Após o reabastecimento de todos, Massa voltou na liderança, com Vettel novamente em segundo, e em grande forma, com Alonso em terceiro, Raikkonen em quarto, Hamilton em quinto, seguido de longe por Glock. Novamente, Hamilton tinha a balança pendendo para o seu lado. A situação melhorou para o inglês quando Kovalainen assumiu o sexto posto, começando a atuar como escudeiro. Novamente Vettel (que continuava leve, e correndo como se estivesse numa Ferrari) teve que reabastecer. A equipe apostara em chuva durante a corrida, mas ela não veio. Massa agora liderava com certa folga, e Hamilton era o quarto.

Porém, poucos minutos depois a sorte parecia mudar. O céu enegreceu, e a oito voltas do fim, começou a chover novamente. Kovalainen foi um dos primeiros a parar para trocar os pneus, e com isso Hamilton perdeu seu escudeiro. Nas duas voltas seguintes, praticamente todos os pilotos fizeram pit stops para troca de pneus, exceto Timo Glock, que assumiu a quarta posição. Após esta rodada de pits, Massa liderava ainda com folga, Alonso era o segundo em mais um desempenho sólido do espanhol e da Renault, Raikkonen o terceiro, se aproximando do espanhol, seguido da Toyota de Glock, Hamilton e Vettel.

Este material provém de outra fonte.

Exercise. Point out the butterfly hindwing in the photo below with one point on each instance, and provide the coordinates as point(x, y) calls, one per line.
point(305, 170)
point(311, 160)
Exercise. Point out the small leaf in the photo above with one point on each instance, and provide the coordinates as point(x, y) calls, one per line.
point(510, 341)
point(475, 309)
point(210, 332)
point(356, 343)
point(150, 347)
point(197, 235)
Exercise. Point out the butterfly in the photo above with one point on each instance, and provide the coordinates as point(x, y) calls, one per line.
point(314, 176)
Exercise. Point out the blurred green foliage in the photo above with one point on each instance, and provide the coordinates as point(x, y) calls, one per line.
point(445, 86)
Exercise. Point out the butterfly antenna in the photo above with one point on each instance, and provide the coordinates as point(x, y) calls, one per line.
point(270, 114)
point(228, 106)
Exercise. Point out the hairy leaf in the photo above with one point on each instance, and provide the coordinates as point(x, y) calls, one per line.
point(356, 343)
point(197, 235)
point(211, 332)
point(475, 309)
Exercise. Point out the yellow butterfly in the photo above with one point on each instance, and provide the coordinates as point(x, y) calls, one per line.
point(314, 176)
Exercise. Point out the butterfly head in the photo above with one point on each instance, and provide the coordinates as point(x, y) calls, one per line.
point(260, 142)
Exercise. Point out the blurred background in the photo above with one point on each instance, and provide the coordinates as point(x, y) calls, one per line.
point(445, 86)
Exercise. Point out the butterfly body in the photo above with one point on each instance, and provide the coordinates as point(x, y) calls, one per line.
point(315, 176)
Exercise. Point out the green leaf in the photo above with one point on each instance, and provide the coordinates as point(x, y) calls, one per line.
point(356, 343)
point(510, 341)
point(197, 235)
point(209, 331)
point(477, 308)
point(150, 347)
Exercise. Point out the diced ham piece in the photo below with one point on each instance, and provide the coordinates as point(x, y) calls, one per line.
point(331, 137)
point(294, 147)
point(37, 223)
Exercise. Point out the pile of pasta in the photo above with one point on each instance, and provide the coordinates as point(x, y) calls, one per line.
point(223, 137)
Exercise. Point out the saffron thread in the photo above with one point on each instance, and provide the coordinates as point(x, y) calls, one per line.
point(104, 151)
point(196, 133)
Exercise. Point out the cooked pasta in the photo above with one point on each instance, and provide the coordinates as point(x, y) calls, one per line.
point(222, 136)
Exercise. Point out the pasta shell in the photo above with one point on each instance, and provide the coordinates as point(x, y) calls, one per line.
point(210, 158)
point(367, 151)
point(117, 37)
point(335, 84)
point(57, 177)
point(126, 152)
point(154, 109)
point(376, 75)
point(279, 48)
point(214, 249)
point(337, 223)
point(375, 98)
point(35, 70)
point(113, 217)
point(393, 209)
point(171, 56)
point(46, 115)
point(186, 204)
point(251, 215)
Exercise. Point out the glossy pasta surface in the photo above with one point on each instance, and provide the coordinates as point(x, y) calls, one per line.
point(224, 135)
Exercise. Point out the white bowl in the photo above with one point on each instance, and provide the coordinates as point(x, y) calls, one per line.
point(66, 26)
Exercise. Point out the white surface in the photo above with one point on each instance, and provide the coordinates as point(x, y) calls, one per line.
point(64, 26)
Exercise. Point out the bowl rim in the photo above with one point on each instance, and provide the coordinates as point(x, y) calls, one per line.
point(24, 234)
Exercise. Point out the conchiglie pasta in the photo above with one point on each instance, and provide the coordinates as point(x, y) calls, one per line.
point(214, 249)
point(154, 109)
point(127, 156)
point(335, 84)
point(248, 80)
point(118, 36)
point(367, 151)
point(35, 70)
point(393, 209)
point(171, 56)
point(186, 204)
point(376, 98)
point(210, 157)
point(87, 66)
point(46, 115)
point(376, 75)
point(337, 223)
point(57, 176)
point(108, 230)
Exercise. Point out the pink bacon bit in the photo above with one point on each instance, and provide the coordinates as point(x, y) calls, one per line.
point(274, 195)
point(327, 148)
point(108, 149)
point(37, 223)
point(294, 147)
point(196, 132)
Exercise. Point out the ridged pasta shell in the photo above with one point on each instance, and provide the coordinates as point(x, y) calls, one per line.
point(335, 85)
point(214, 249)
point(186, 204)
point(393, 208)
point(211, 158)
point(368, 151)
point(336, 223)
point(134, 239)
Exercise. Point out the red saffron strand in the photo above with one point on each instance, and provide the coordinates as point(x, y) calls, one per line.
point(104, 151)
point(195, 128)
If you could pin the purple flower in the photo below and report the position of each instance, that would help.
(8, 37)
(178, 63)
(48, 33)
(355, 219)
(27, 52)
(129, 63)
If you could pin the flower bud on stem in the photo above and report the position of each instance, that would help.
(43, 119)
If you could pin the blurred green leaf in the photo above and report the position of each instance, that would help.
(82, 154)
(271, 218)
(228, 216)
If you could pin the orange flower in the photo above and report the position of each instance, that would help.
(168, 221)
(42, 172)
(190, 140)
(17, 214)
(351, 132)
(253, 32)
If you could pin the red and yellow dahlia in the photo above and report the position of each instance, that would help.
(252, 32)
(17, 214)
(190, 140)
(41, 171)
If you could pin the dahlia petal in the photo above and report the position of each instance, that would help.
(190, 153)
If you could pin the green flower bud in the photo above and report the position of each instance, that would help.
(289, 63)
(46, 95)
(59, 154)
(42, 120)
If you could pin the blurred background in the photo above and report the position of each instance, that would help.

Mais uma vez, o alemão da Toro Rosso correu como um possuído na chuva, e o que parecia improvável aconteceu a três voltas do fim: se aproveitando de uma manobra de Robert Kubica (retardatário, mas no momento vinha mais veloz que os dois) ultrapassando Vettel e Hamilton, o alemão deixou a McLaren para trás. Hamilton, até então adotando uma atitude conservadora e paciente, precisou arriscar, balançar o carro a cada curva para tentar recuperar a posição - e o campeonato. A arquibancada incrédula e extasiada gritava com essa reviravolta nos últimos momentos, e nos boxes da Ferrari todos comemoravam como doidos.

As duas últimas voltas foram de muita luta vã por parte de Hamilton, que não tinha o carro tão equilibrado na chuva como em outras ocasiões, e não conseguia se aproximar de Vettel. Felipe Massa já tinha meia volta de vantagem, e não perderia aquela corrida, que dominou de forma soberba como nos anos anteriores em que esteve lá com Ferrari. Ele recebeu a bandeirada em primeiro. Interlagos quase veio abaixo, esperando apenas a confirmação do sexto lugar de Hamilton e do título do brasileiro.

Mas Glock, com pneus para pista seca, que, de início, o fez mais rápido que os concorrentes com pneus intermediários, não conseguiu sustentar o seu ritmo naquelas condições de pista. E, fazendo uma última volta lenta, como se patinasse no gelo, não pôde evitar a dupla ultrapassagem de Vettel e Hamilton na Curva da Junção, que leva ao setor da reta dos boxes (ainda havia a Curva do Café, mas aquilo é curva? :^P). A Ferrari ainda celebrava o título momentos depois de Lewis Hamilton cruzar a linha de chegada em quinto e se tornar o mais novo campeão mundial de Fórmula 1.

Monocromático falando do presente? É porque esta corrida já é História.